Globalstar contractors Thales Alenia Space, Arianespace and Hughes Network Systems also agreed to invest small amounts of cash into the project to help seal the deal, which Hirst said had received French political support including the backing of French Finance Minister Christine Lagarde.

 

"This is a very important project for French industry," BNP's Hirst said. "There are 400 people in France and 200 in Italy who would have to be reassigned to other projects if Globalstar did not continue. This will also permit Thales to develop a new platform."

 

Hirst said BNP and the other banks performed their own due-diligence analysis of Globalstar and concluded that the company would clearly be able to repay its loans.

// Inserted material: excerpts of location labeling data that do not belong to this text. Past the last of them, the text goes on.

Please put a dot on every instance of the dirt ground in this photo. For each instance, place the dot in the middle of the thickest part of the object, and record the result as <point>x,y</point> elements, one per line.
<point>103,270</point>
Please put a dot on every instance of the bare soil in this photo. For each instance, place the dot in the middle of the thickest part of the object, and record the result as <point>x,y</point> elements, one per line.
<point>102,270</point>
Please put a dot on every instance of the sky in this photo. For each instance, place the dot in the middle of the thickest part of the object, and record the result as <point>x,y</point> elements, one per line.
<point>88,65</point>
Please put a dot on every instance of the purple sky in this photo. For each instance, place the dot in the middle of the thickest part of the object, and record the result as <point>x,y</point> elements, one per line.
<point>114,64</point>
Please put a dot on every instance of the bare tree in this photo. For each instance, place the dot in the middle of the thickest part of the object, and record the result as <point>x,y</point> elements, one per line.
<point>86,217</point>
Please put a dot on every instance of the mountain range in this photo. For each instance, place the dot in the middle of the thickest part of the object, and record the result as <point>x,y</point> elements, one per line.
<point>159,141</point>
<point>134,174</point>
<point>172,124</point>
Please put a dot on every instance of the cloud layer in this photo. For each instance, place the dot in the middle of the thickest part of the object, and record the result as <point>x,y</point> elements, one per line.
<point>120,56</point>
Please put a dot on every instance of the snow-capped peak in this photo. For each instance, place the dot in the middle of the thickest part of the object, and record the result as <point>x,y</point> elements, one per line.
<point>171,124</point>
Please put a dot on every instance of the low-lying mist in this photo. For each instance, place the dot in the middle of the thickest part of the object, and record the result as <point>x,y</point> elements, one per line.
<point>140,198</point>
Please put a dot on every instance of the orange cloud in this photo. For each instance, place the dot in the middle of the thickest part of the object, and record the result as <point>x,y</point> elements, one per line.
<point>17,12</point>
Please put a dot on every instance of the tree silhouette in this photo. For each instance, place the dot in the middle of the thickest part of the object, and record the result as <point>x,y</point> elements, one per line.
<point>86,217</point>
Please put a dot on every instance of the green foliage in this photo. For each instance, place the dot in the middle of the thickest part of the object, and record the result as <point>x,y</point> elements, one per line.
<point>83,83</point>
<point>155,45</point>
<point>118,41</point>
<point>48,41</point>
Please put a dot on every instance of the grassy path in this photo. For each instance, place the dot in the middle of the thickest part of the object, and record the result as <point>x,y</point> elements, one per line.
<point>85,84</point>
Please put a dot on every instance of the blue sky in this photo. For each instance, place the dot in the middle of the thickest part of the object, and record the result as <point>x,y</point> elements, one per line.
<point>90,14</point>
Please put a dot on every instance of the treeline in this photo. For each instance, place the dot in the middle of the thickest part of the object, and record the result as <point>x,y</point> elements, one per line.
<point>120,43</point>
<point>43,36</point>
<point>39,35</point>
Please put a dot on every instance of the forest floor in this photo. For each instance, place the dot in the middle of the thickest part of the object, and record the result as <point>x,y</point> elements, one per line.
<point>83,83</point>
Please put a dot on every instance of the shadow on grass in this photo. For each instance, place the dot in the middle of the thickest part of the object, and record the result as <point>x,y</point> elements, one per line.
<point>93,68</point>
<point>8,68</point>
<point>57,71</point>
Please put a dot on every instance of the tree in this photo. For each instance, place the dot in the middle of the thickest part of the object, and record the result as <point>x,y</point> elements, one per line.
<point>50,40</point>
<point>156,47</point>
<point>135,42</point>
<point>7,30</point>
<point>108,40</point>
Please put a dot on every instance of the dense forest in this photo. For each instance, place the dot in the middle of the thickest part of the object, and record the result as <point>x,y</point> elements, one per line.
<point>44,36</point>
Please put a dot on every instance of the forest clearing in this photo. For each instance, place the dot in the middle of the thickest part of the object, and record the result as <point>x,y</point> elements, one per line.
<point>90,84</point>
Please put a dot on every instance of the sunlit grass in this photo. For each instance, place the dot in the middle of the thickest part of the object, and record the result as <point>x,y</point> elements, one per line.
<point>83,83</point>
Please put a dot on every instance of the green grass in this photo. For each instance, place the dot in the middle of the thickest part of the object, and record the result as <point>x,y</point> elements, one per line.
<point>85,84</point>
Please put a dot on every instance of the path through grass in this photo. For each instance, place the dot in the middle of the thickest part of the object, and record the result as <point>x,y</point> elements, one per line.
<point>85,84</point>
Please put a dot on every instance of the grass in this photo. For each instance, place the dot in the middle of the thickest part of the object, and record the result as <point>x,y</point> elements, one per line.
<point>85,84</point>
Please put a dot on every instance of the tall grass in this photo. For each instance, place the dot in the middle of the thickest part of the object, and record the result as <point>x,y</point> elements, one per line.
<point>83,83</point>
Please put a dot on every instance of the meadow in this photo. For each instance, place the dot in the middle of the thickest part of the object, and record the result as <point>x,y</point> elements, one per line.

The arrival of the Coface-backed funds brings to a conclusion one of the more extraordinary financings ever assembled in an industry that does not lack for unlikely deals. Only a few months ago, Globalstar's competitors were writing the company's obituary and positioning themselves to divvy up Globalstar's customers.

 

"This has required a lot of discussion and gone through more ups and downs than anyone will ever know," Hirst said. "I was given a folder [analyzing Globalstar] in August 2008. I kicked it, shook it and let the numbers fall out."

 

Closing the financing was made more difficult because Globalstar is not a core client to any bank and does not have a record of bank financing — nor does anyone else in the mobile satellite services sector. There was also Globalstar's 2002 Chapter 11 bankruptcy filing, which wiped out its existing debt and permitted Monroe's Thermo to purchase the constellation for a fraction of its original cost.

 

"In the end, it all boils down to the moral character of the people involved," Hirst said. But she said it also benefited from the personal involvement of the French finance minister, and of Globalstar's contractors — in addition to more Monroe-provided Thermo cash.

 

Hirst said the BNP-led bank group stress-tested Globalstar's business prospects and concluded it could repay the loans even if it relies only on its future North America-based revenue.

 

"Our role is to defend the business case so that the French government is not going to lose money," Hirst said. "This obviously required a lot of discussion given the current situation in the banking sector and the overall economy. It has been a big challenge, especially since Globalstar and the sector it is in" — mobile satellite services — "is not known to banks, and you had the history of bankruptcy. Jay Monroe never stopped, never let up. Whenever we had a question, he was there. It was his unending efforts that got this done."